My depression is a result of circumstances. I can understand the man in the suit. I have a suit of my own, that I usually only get to wear when I fancy pretending I’m a real person™. Or when I have to convince some real person™ that I’m merely unfortunate. Because being different® is wrong™
I have been unemployed, or underemployed, my whole life. I have no superanuation, no chance of savings, and no obvious prospects of change anytime soon. I have honours degrees in science and law, so it’s not as though I’m not qualified or am incapable. But I’m different. Just a little, but enough.
It seems that, as a consequence, I’m not anyone’s preferred candidate. I interview well, so I’m told. Just before I’m also told someone else had better experience, or a better fit of qualifications. Or whatever.
After a few years of this, you begin to wonder what the point it. A job application as a professional requires hours of work, researching the employer, crafting your response to the ‘person specification’ … I know shit that marvels most of my employed friends.

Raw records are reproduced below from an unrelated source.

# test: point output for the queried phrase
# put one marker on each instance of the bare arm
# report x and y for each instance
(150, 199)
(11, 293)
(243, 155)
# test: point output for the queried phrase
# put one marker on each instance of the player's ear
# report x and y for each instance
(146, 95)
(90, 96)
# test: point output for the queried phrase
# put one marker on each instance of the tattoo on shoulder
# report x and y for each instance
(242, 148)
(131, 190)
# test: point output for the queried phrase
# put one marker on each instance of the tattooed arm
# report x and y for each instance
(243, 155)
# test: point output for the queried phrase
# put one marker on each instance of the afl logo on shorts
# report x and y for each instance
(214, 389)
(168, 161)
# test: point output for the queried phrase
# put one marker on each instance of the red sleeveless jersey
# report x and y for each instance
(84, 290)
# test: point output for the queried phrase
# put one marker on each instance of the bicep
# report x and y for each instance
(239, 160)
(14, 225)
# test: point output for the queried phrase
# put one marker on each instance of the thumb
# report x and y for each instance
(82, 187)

My depression comes in cycles, and it’s driven by hopelessness and helplessness. Government benefits do not provide for a lifestyle on their own. The DSP is “intended to be a living income” – at $500 per fortnight. With unrealistic caps on rent relief and so on, even getting to live near potential employment is a problem.
Until an employer takes the risk of employing me in a job more complex than reshelving books, it’s hard for me to see what the point of all the effort that’s required to put in a credible application. Particularly when, as the years go by, my lack of “relevant” experience mounts higher.
I have done volunteer work. Quite a lot of it. Some has kept me sane, and off the bridge. But it seems no one will pay for what they can get for free – or it’s seen as “not relevant”. Networking is fine, if you have the resources to keep it up. A few lunches quickly destroy cash reserves.
Hearing wealthy people like the Prime Minister telling everyone that we live in booming economic times, and that it’s an employee’s market so we’d better remove their rights or they’ll get too powerful, makes me wonder where I missed the boat to fairyland.
You have to be employed to be an employee. For those of us on the regular no-job-today roundabout, it’s worse than The Depression – if only because there is so much prosperity all around us that we’re not allowed in on.
And it has nothing to do with receiving the pittance called ‘benefits’. Government ‘handouts’ don’t prevent me from participating in the workforce. Employers (and public policies) do. And as long as they do, I’ll continue to cycle in and out of boredom, and it’s bedfellow – depression.